Sobald ich hinaustrat, hatte ich das seltsame Gefühl besser atmen zu können. Es war so, als hätte das Gemäuer mir die Luft zum Atmen genommen. Und jetzt war mir auch nicht mehr so warm. Seltsam.

Aber vielleicht bildete ich mir das Ganze auch nur ein, da ich jetzt mehr oder weniger wusste, dass in meinem Körper etwas anders war als bei anderen Leuten. Entschieden schüttelte ich den Kopf. Das war alles nur Einbildung.

„Was sollte das, Evelyn?" Ich bemerkte, wie sie gebührenden Abstand vor mir hielt und mich immer noch leicht verängstigt anstarrte. Was war denn los mit ihr?

„Ist das schonmal passiert?", fragte sie und ignorierte damit meine Frage. Jetzt war sie also fast wieder bei ihrem alten Ich.

„Was soll mir schonmal passiert sein?" Ich ging auf ihre Frage ein, da ich wusste, dass alles andere keinen Sinn machte.

„Dass sich kleine Flammen auf dir gebildet haben!" Evelyn wurde ganz ruhig, während ich schlucken musste.
Es hatten sich Flammen auf mir gebildet? Deswegen war mir wohl gerade eben auch so warm gewesen. Und wenn ich jetzt so darüber nachdachte, war das schon mal so. Und zwar während meines Streites mit Charles. O Gott, Charles. Ich war vorhin einfach aus dem Raum gelaufen, ohne weiter auf ihn zu achten.

Ohne weiter nachzudenken, wollte ich sofort wieder ins Schloss, um mit ihm zu reden. Es gab so vieles, was passiert war in der letzten Stunde.

Doch ich wurde wieder von Evelyn aufgehalten.

„Du kannst da jetzt nicht reingehen. Gerade eben hat es so ausgesehen, als ob du dich jeden Moment verwandeln würdest. Das kann jederzeit wieder passieren. Also wirst du jetzt nicht ins Innere gehen, wo du etwas zerstören könntest oder wo dich womöglich auch noch jemand sehen könnte." Vehement hielt sie mich zurück und so sehr ich es auch wollte, sah ich ein, dass sie recht hatte. Resigniert entfernte ich mich wieder vom Schloss. Das konnte doch jetzt nicht mein Leben sein? Ich war mehr oder weniger eine Gefahr für alle um mich herum, mich eingeschlossen.

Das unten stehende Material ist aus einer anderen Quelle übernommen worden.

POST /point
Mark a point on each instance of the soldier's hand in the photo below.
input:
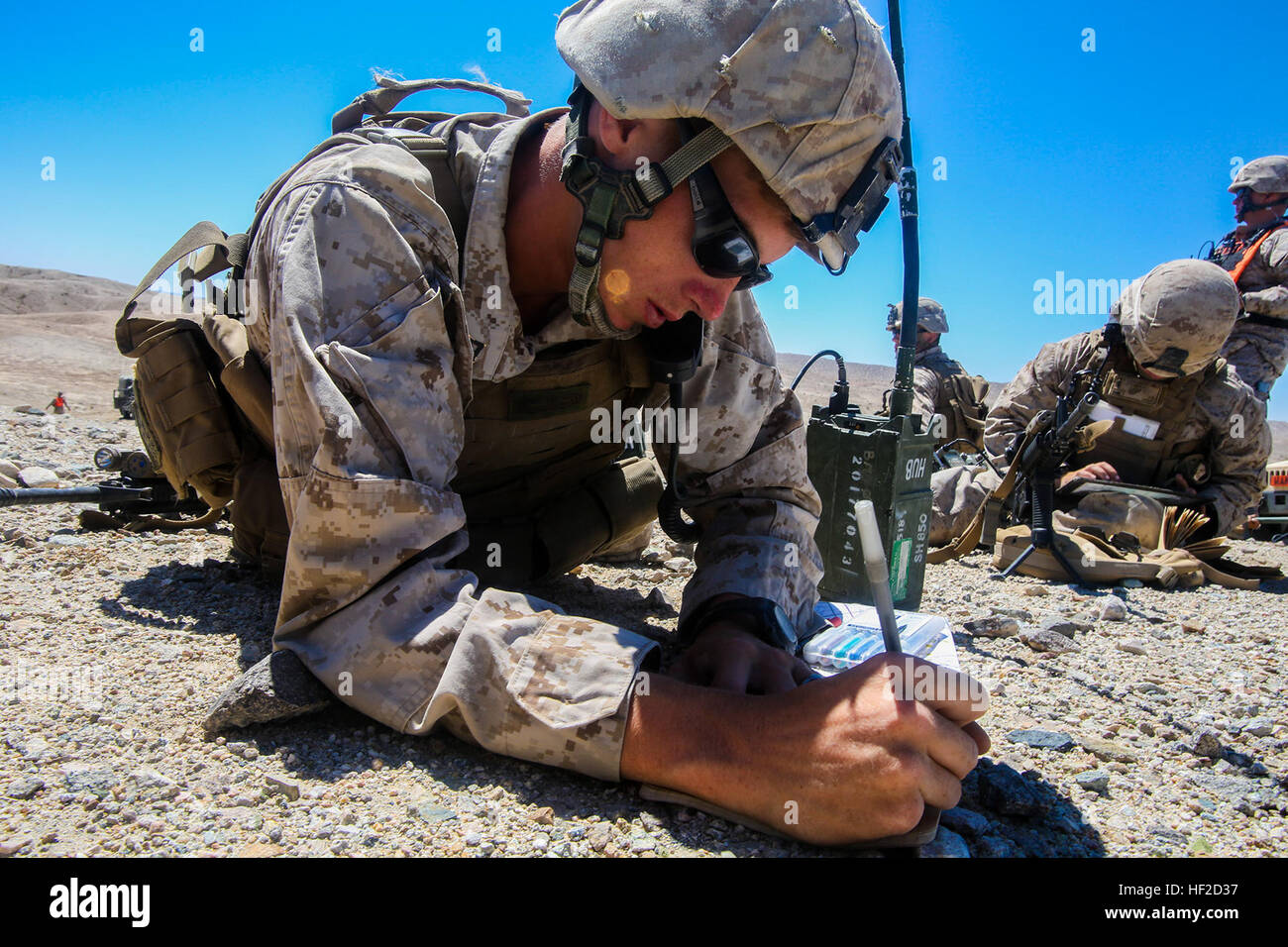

„Aber ich kann doch jetzt nicht den Rest meines Lebens hier draußen schlafen", meinte ich resigniert. Das konnte man jetzt wirklich nicht von mir erwarten. Schließlich hatte ich die letzten Nächte ja auch in meinem Gemach verbracht und war im Schloss spazieren gewesen.
Nachdem sie nicht antwortete seufzte ich nur und strich gedankenverloren über die glatte Haut des Steines.
Evelyns Augen weiteten sich ängstlich wie bei einem Tier.

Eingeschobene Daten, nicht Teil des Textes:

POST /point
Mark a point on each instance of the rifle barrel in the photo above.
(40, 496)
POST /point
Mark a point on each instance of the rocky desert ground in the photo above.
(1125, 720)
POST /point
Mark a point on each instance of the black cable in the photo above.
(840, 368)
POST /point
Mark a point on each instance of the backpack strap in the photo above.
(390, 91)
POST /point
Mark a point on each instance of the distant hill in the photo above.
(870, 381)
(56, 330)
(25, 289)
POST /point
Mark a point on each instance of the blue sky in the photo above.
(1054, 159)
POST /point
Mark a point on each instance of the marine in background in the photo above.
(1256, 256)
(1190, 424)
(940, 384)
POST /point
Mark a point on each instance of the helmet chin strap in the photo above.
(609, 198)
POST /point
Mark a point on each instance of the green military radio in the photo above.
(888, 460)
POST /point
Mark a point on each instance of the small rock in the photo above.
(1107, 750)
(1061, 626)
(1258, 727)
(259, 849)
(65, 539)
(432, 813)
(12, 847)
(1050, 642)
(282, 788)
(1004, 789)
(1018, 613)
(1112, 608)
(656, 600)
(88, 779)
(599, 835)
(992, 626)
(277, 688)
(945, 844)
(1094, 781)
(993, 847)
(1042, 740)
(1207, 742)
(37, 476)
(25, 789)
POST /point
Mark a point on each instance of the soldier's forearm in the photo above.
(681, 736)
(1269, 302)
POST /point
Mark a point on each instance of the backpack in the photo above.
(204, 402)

„Mach das nicht! Hör auf damit!", schrie sie mich auf einmal an. Der Schatten der Sonne, die gerade hinter den dicken Wolken hervorkam, lies ihre Augen wie ausgehöhlt aussehen. Sie erschien mir beinahe wie ein Geist.

Erschrocken stolperte ich rückwärts und landete auf der schmalen Schicht Pulverschnee. Ich hatte gar nicht realisiert, dass es geschneit hatte. Als ich zum Himmel hinaufschaute, tanzten kleine Schneeflocken herunter und landeten auf meiner Nase. Diese friedliche Atmosphäre hier draußen passte so gar nicht zu meinem aufgewühlten Inneren.

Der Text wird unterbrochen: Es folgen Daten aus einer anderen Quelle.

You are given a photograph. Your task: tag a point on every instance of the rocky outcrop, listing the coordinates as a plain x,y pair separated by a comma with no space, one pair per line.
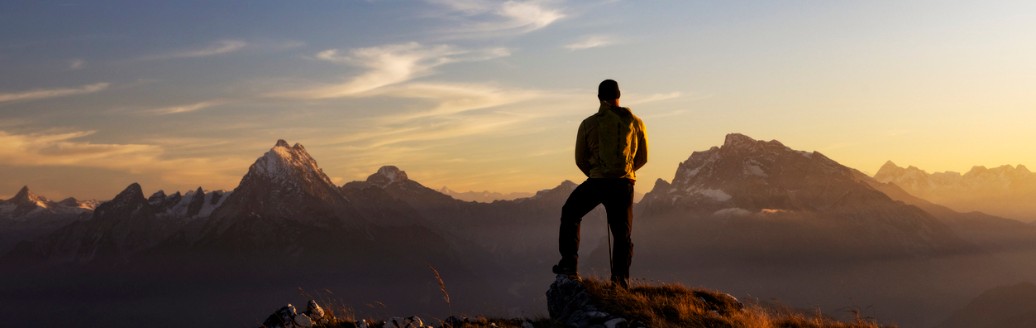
288,317
571,305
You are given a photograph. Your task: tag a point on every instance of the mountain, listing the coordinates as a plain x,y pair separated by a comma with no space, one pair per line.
754,217
760,218
1005,306
483,197
283,196
1004,191
27,215
120,229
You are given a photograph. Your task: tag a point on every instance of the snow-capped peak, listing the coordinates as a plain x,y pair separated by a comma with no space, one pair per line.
287,166
26,198
387,175
283,160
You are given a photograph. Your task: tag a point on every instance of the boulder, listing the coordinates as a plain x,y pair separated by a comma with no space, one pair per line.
571,305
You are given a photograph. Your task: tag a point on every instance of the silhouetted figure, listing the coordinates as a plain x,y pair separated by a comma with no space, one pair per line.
610,147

Evelyn keuchte, was meine Aufmerksamkeit wieder auf sie zog. Ihr ganzer Körper war angespannt, als wäre sie drauf und dran einfach wegzulaufen. Wie ein Tier, das gleich die Flucht ergreifen würde.
Der Gedanke, dass Evelyn nicht mehr bei mir wäre, machte mir Angst. So absurd es auch war, wenn man unsere vom Streit geprägte Vergangenheit betrachtete.

„Evelyn, geh nicht weg, ich brauche dich doch. Ich kann das nicht ohne dich", versuchte ich sie zu beruhigen, doch sie schien mich gar nicht zu beachten. Es war als würde sie einfach durch mich hindurchsehen.